Over the past eight years, Cornell women’s lacrosse has not only received its first-ever NCAA tournament bid, but the team has also even made an appearance in the final four, while also posting an impressive overall .664 winning percentage.
Even with all these accomplishments, the common denominator over that time period — head coach Jenny Graap ’86 — has been quick to point praise in other directions.
“I can only make changes during practice,” Graap said. “During the games, there’s not much I can do. It’s all up to the players then.”
The facts remain, though, that since Graap has returned to her alma mater to become the fifth head coach of women’s lacrosse, her teams have been among the top in the nation.
Having compiled a 73-37 record at Cornell heading into the 2005 season, she has posted the best winning percentage among the program’s coaches, while is also ranked second in total wins. Further, her teams, with a mark of .707, rank seventh nationally in winning percentage since 2000. Graap has also earned individual honors in her tenure with the Red, including the 2002 IWLCA National Coach of the Year award while leading Cornell to the 2002 final four.
Nevertheless, no matter how her team does on the field, Graap is not satisfied with her performance as the team’s coach unless she improves her players outside of the game as well.

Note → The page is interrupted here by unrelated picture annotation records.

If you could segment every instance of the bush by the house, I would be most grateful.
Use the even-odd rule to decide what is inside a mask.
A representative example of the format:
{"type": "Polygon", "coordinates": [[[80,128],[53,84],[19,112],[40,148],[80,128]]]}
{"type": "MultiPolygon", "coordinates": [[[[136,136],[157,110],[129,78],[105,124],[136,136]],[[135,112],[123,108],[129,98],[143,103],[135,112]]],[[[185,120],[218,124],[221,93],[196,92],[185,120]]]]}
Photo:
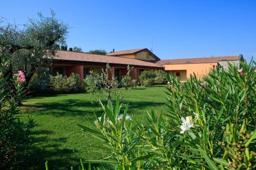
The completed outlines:
{"type": "Polygon", "coordinates": [[[25,77],[19,71],[7,75],[9,62],[0,62],[0,169],[22,169],[31,147],[29,135],[34,124],[31,119],[22,122],[17,118],[17,108],[24,94],[25,77]],[[11,78],[11,87],[7,83],[11,78]],[[11,89],[11,90],[10,90],[11,89]],[[12,91],[11,92],[10,91],[12,91]]]}
{"type": "Polygon", "coordinates": [[[166,82],[167,74],[162,69],[159,69],[155,71],[156,72],[156,77],[155,78],[155,84],[163,84],[166,82]]]}
{"type": "Polygon", "coordinates": [[[89,162],[113,169],[254,169],[255,64],[214,69],[202,81],[169,75],[167,112],[150,111],[144,124],[118,99],[115,106],[101,103],[95,129],[80,127],[102,141],[108,157],[89,162]]]}
{"type": "Polygon", "coordinates": [[[71,74],[70,77],[58,73],[55,76],[50,75],[49,86],[55,93],[77,92],[83,89],[79,75],[74,73],[71,74]]]}
{"type": "Polygon", "coordinates": [[[87,91],[90,93],[95,93],[101,88],[101,78],[97,74],[90,71],[90,74],[87,75],[83,79],[84,88],[87,91]]]}
{"type": "Polygon", "coordinates": [[[139,76],[140,82],[145,87],[150,86],[155,83],[156,76],[155,71],[144,70],[140,73],[139,76]]]}
{"type": "Polygon", "coordinates": [[[32,91],[39,91],[41,89],[40,78],[37,74],[34,74],[31,79],[30,79],[28,85],[28,89],[32,91]]]}

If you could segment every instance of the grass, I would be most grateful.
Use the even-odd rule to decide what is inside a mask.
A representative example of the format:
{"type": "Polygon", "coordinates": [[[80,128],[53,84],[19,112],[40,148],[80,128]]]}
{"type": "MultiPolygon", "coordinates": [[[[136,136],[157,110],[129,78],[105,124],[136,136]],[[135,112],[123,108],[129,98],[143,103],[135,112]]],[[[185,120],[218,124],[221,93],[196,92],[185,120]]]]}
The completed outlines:
{"type": "MultiPolygon", "coordinates": [[[[164,85],[139,87],[125,92],[123,102],[129,103],[129,114],[141,122],[145,120],[147,110],[164,110],[164,85]]],[[[83,132],[77,124],[93,128],[93,110],[99,115],[102,110],[98,102],[92,103],[86,93],[32,96],[20,107],[20,119],[33,116],[36,126],[32,135],[34,149],[28,160],[32,169],[42,169],[48,160],[49,168],[69,169],[82,160],[98,159],[106,155],[94,147],[100,144],[90,133],[83,132]]]]}

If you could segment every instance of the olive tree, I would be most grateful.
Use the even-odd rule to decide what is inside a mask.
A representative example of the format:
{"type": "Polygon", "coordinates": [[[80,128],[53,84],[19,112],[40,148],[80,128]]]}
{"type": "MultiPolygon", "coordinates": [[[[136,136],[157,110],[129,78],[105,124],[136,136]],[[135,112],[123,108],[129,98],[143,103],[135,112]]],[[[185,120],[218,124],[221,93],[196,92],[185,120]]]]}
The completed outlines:
{"type": "Polygon", "coordinates": [[[10,61],[5,77],[22,70],[27,85],[37,69],[52,59],[56,46],[65,44],[69,26],[53,11],[51,14],[38,13],[37,19],[29,18],[23,27],[0,20],[0,57],[10,61]]]}

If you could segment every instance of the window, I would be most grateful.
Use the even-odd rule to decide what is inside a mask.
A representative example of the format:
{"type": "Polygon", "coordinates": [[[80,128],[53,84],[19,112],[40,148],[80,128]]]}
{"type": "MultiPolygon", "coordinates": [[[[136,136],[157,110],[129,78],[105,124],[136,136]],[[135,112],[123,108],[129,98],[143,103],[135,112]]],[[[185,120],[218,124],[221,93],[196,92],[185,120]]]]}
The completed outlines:
{"type": "Polygon", "coordinates": [[[115,77],[118,80],[119,80],[119,70],[115,69],[115,77]]]}
{"type": "Polygon", "coordinates": [[[52,75],[55,76],[57,75],[57,72],[59,75],[62,75],[63,74],[63,67],[54,67],[52,68],[52,75]]]}
{"type": "Polygon", "coordinates": [[[86,78],[86,76],[89,75],[89,69],[88,68],[83,68],[83,77],[86,78]]]}

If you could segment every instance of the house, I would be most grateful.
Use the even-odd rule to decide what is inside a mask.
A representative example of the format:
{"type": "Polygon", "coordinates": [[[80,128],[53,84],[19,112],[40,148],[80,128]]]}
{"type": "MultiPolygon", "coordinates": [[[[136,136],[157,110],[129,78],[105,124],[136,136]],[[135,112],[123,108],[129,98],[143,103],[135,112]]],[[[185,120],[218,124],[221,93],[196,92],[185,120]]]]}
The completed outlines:
{"type": "Polygon", "coordinates": [[[56,75],[58,72],[69,76],[74,72],[83,79],[91,71],[101,72],[102,68],[109,63],[112,74],[117,79],[120,80],[126,75],[129,65],[133,67],[130,73],[132,78],[138,80],[140,72],[144,70],[162,69],[162,66],[155,63],[159,60],[160,59],[147,48],[123,51],[106,55],[59,50],[53,58],[51,74],[56,75]]]}
{"type": "Polygon", "coordinates": [[[228,68],[228,63],[236,64],[239,67],[240,61],[242,60],[243,55],[232,56],[211,57],[182,59],[162,60],[156,64],[162,66],[166,72],[172,73],[185,81],[191,74],[196,74],[197,77],[201,78],[207,75],[214,68],[223,67],[228,68]]]}
{"type": "MultiPolygon", "coordinates": [[[[127,66],[134,68],[131,72],[133,79],[139,80],[141,71],[164,69],[185,81],[190,74],[198,77],[208,74],[211,69],[223,66],[228,67],[228,62],[239,65],[243,60],[242,55],[182,59],[160,60],[147,48],[139,48],[113,52],[105,55],[86,53],[57,51],[50,67],[51,74],[59,74],[69,76],[71,73],[78,74],[81,79],[93,71],[100,73],[109,63],[111,72],[118,80],[127,74],[127,66]]],[[[49,68],[49,67],[48,67],[49,68]]],[[[49,69],[49,68],[48,68],[49,69]]]]}

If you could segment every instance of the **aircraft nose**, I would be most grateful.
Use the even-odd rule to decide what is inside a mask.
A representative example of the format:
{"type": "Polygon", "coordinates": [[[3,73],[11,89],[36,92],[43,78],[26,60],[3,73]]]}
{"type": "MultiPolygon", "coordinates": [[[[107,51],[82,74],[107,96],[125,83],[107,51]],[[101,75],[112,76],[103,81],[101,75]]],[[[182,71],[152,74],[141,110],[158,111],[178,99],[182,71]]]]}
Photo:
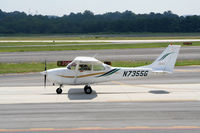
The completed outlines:
{"type": "Polygon", "coordinates": [[[47,71],[40,72],[42,75],[47,75],[47,71]]]}

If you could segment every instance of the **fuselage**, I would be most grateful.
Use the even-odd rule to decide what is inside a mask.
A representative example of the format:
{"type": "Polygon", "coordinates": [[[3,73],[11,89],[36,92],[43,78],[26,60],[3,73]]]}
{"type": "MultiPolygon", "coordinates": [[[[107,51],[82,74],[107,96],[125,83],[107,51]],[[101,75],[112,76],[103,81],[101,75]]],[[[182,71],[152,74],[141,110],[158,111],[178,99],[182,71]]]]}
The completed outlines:
{"type": "Polygon", "coordinates": [[[150,76],[150,68],[107,67],[101,71],[79,71],[65,68],[47,70],[47,79],[55,84],[80,85],[107,81],[146,78],[150,76]]]}

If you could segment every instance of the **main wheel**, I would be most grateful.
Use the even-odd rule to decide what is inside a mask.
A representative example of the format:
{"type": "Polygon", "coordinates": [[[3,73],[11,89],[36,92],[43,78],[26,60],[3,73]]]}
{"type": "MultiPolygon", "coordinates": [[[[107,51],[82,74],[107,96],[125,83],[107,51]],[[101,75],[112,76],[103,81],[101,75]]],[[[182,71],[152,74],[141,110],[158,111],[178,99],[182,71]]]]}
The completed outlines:
{"type": "Polygon", "coordinates": [[[85,91],[85,94],[91,94],[92,93],[92,88],[88,85],[86,85],[84,87],[84,91],[85,91]]]}
{"type": "Polygon", "coordinates": [[[62,89],[61,88],[57,88],[56,92],[57,92],[57,94],[62,94],[62,89]]]}

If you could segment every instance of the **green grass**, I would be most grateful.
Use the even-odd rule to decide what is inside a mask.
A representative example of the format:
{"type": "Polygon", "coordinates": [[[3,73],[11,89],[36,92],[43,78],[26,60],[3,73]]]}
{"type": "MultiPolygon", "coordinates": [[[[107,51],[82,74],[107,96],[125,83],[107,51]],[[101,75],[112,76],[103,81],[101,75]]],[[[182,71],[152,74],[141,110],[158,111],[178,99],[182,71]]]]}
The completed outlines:
{"type": "Polygon", "coordinates": [[[200,33],[0,34],[0,40],[200,39],[200,33]]]}
{"type": "MultiPolygon", "coordinates": [[[[138,67],[151,64],[152,61],[113,61],[115,67],[138,67]]],[[[200,60],[180,60],[176,66],[200,65],[200,60]]],[[[47,63],[47,68],[57,68],[56,62],[47,63]]],[[[44,71],[44,63],[0,63],[0,74],[5,73],[26,73],[44,71]]]]}
{"type": "Polygon", "coordinates": [[[0,46],[29,46],[29,45],[49,45],[56,46],[57,44],[99,44],[106,42],[0,42],[0,46]]]}
{"type": "MultiPolygon", "coordinates": [[[[48,69],[56,68],[56,63],[48,63],[48,69]]],[[[44,71],[44,63],[0,63],[0,74],[44,71]]]]}
{"type": "MultiPolygon", "coordinates": [[[[183,45],[182,42],[173,43],[183,45]]],[[[0,52],[28,52],[28,51],[63,51],[63,50],[97,50],[97,49],[129,49],[129,48],[158,48],[167,47],[169,43],[139,43],[139,44],[100,44],[100,45],[71,45],[71,46],[36,46],[36,47],[0,47],[0,52]]],[[[192,46],[200,46],[200,42],[193,42],[192,46]]]]}

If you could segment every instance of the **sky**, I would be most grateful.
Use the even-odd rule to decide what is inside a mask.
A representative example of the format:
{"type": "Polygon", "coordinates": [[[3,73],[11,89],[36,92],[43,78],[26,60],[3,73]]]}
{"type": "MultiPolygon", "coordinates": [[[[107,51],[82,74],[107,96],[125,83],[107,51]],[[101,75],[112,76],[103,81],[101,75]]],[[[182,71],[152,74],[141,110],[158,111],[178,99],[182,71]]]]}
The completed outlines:
{"type": "Polygon", "coordinates": [[[0,9],[56,16],[85,10],[94,14],[126,10],[136,14],[163,13],[170,10],[178,15],[200,15],[200,0],[0,0],[0,9]]]}

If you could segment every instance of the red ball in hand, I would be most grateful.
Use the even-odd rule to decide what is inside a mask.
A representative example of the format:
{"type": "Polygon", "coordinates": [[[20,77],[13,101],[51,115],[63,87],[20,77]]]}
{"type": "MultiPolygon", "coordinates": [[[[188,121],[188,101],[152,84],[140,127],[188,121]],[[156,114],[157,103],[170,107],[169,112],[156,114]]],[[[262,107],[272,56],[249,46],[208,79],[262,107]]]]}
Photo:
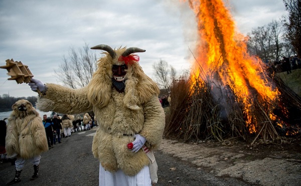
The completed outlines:
{"type": "Polygon", "coordinates": [[[133,148],[133,144],[131,142],[130,142],[129,144],[127,144],[127,148],[128,148],[128,149],[133,148]]]}

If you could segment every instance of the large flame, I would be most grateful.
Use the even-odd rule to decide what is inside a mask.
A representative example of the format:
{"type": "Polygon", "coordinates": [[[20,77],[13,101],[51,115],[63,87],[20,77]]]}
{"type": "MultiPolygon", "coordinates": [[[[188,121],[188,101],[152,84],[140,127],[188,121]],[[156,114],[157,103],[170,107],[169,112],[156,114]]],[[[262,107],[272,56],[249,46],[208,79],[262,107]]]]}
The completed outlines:
{"type": "Polygon", "coordinates": [[[191,0],[189,3],[196,14],[200,38],[194,76],[200,75],[201,63],[205,74],[217,72],[220,80],[242,98],[258,93],[274,99],[278,92],[262,76],[264,64],[247,53],[244,37],[236,33],[234,22],[222,0],[191,0]]]}

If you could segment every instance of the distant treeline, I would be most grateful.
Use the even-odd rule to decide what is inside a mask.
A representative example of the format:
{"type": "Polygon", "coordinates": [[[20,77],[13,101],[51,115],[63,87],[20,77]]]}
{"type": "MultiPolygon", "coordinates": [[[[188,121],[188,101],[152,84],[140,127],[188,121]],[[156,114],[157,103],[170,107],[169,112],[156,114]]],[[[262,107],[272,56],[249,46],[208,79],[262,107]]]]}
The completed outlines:
{"type": "Polygon", "coordinates": [[[38,98],[37,96],[32,96],[30,97],[15,98],[10,96],[0,96],[0,112],[12,111],[12,106],[14,104],[20,100],[26,100],[32,103],[34,106],[36,106],[36,102],[38,98]]]}

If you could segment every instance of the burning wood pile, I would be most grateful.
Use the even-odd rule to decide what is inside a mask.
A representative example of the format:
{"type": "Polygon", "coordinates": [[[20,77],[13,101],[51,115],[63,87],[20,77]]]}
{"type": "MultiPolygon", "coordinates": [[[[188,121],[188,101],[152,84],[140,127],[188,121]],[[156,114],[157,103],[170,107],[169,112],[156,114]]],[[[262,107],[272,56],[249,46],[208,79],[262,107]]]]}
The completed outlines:
{"type": "Polygon", "coordinates": [[[190,0],[200,40],[191,74],[175,81],[166,136],[264,142],[299,130],[301,98],[250,56],[221,0],[190,0]],[[298,116],[290,116],[294,107],[298,116]]]}

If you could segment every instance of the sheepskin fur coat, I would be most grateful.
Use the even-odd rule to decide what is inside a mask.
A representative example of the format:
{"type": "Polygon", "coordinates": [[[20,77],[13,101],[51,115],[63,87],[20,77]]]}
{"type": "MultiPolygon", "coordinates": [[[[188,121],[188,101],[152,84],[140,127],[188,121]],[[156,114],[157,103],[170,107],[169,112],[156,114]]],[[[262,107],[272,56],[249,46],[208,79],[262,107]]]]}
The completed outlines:
{"type": "Polygon", "coordinates": [[[9,156],[17,154],[29,159],[48,150],[45,128],[42,118],[30,102],[21,100],[12,106],[8,118],[6,149],[9,156]],[[20,111],[20,106],[26,108],[20,111]]]}
{"type": "Polygon", "coordinates": [[[138,134],[146,139],[145,146],[158,149],[162,138],[165,116],[159,102],[157,84],[143,72],[137,62],[128,64],[125,88],[119,93],[112,86],[112,66],[122,62],[118,58],[125,48],[115,50],[101,58],[89,84],[74,90],[47,84],[45,95],[38,100],[41,110],[75,114],[93,110],[99,127],[94,136],[93,154],[107,170],[120,168],[134,176],[149,164],[142,149],[132,152],[127,144],[138,134]]]}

“My goal is to stretch beyond lacrosse. I enjoy developing strong and confident women,” she said. “I take pride in showing how hard work and camaraderie pays off — that’s what makes it rewarding to be a coach.”
One part of this mission is allowing her players to emerge as leaders. In the spirit of this, Graap insists that her athletes not only listen to her, but also learn to listen to teammates as well as voice their own advice and opinion.
“I want them to develop their own power,” she said. “I want it to be a two-way street with my players. I want them to help lead and make decisions.”
In fact, Graap believes that learning from her players as well as fellow coaches at Cornell is what makes her job interesting. With a desire to never become bored with one playing style, she works to constantly make adjustments to keep her team playing up to the highest standards.
“I love having so many great colleagues here. The other coaches are such inspiring people that I love learning from them,” Graap said. “I feel like when my job is completely done, I’ll lose enthusiasm. That’s why I’m always looking for new methods of inspiration and play to bring to the team. I don’t think I’ve maxed out yet … I hope I never do.”
Even with her ties to the university, it was not easy for Graap to make the decision to come to Cornell eight years ago. Coaching a brand-new Division I women’s lacrosse team at George Mason, she had led the fledgling program to a national ranking in just four years.
“I had a lot of pride for the team there. It was definitely hard to leave,” Graap said. “But when the job opened up here, I realized I may never get the chance [to come to Cornell] again. It was tough, but it felt right.”